第8話

 器用貧乏って、本当にこの世にいたりするのだろうか。俺は絶対にその言葉に当てはまらない人間だから、何となく、そういう新しい世界に惹かれたりもする。けれど、器用貧乏って言われる人たちは、きっと、虚しさであるとか、理想と現実の差にもがいたりするんだろうと、ふんわりとではあるけれど、察している。

 対する、猪突猛進型の俺にだって悩みはある。馬鹿だな、とか、もっと言葉をたくさん知っていたら目の前の状況が良くなっていくのかもしれないのにとか。馬鹿は馬鹿なりの悩みがある。それを口にしても、そういう場面に遭遇しても、決まって周りは「馬鹿だな」と一蹴するだけなのだけれど。その度、お前が言うな、という気持ちと、そうだよな、という素直な俺が見え隠れする。そういう時にも、上手い回避方法の引き出しをたくさん持っていれば、なんて、無いものねだりをしたりして。自己嫌悪だって、勿論、ある。



「佐島、今日のメニューは何だと思う?」

「卵焼きは確定です」

「おー正解」

「激熱ですね」


 パチンコのおっさんか、と隣に座りながら吐いて、小さな弁当箱を佐島に渡す。

 佐島が俺の家に来て以来、佐島があまりにも母ちゃんの料理を旨いと食べるものだから、気を良くした母ちゃんが佐島の分まで弁当を作ると張り切りだしたのだ。本当に良いのか、迷惑なら遠慮しないで言ってくれ、と一応佐島に断りは入れたのだが、佐島はほくほくした顔で、何だかつい嬉しくて、と零し、母ちゃんと俺に深々と頭を下げたのだ。その様子に、新聞に穴が開くほど読んでいた父ちゃんすら、目を丸くして佐島を見ていた。本当に佐島は、希少な人間なのかもしれない。


「母ちゃん、明日からフルーツも添えるって」

「え、そんな、頂けるだけで十分なのに」

「良いって、良いって。その代わり、お手伝いしてくれたら、母ちゃんも父ちゃんも喜ぶからさ」


 そこの所だけよろしくな、と俺は笑むと、佐島はこくりと頷いて、目をはた、と瞬かせて、また頷いた。
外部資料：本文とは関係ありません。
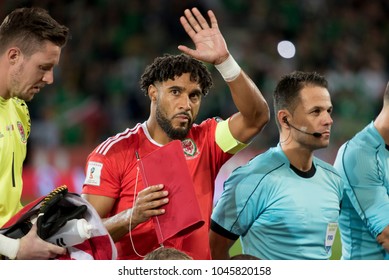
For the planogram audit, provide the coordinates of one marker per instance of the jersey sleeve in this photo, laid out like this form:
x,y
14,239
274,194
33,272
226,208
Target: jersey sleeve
x,y
225,140
101,178
364,186
239,204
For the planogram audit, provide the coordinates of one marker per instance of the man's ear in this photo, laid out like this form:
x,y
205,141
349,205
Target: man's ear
x,y
152,92
13,55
 何となく、何となくだが、佐島はきっと、家庭の愛情というものに疎いのかもしれない、と失礼な物言いかもしれないが、推測をしていた。作ってくれた手料理を食べるのは久々だ、とも言っていたし、母ちゃんの会話に、うんうんと頷きながら相槌を打っていた姿は、まるで小さな子供さながらであった。

 それでも、何故か佐島に家族の事を切り出せないでいた。何となく今っていう時期は、男子って家族を恥ずかしがる時なんだと思うから。俺は隠そうとしても、母ちゃんがあんな感じだから、学校でもちょっとした有名人だ。それに、島内唯一の茶園を営んでいるというステータスだけで、既に俺の家とは、というトピックが持ち切りになるのは、一時期の波ではあれど、1度や2度、それ以上の頻度で質問責めにあうのだから、もうすっかり慣れっこになってしまった。


「トマトがある」

「これ、島のブランド品なの知ってる?」


 首を横に振る佐島に、俺はしたり顔で胸を張って言った。


「俺の同級生がやってる農園でさ、結構有名なトマトなんだよ。ブランドだから高いけど、お友達価格って事でこっそりお手軽値段で頂いてる。旨いんだよ。全国から注文きてさ、うちが落ち着いてたらたまに手伝いに行くくらい」

「この島は、本当に色んな有名なものに溢れてるんですね」

「そうだな。観光的な収入が大半かもしんない。魚も旨いし、釣りスポットとしても有名なんだぜ。今度、釣り行く?」

「さ、魚は、顔が怖いので」

「変な奴」


 魚の顔真似をすると、佐島に冷たい目で見られた。辛い。


「…いいなあ。友達が多いと、色んな情報が得られて、得した気分になりますよね」

「そうだな。でも友達って数が多ければ良いってもんじゃないと思う。現にさ、ほら、俺とこうして話してるじゃん。俺っていうひとつの媒体だけで、色んな情報も、思い出も出来るだろ?得してるんだよ、お前」

「…そうかなあ」


 佐島は首を傾げて弁当を畳む。ごちそうさまでした、と手を合わせる姿がきれいで、育ちが良いんだな、とその度に思う。佐島は、言葉遣いもきれいだから、家庭環境がどうであれ、育ちや教育が、少なくとも俺とは全く違う方向でされていたんだろうな、と思っていた。


 今日も天気良いな、とふと零した独り言に、ずっと晴れていて欲しいですね、と思ってもいないレスポンスが返って来た事に、俺はニヤリとした。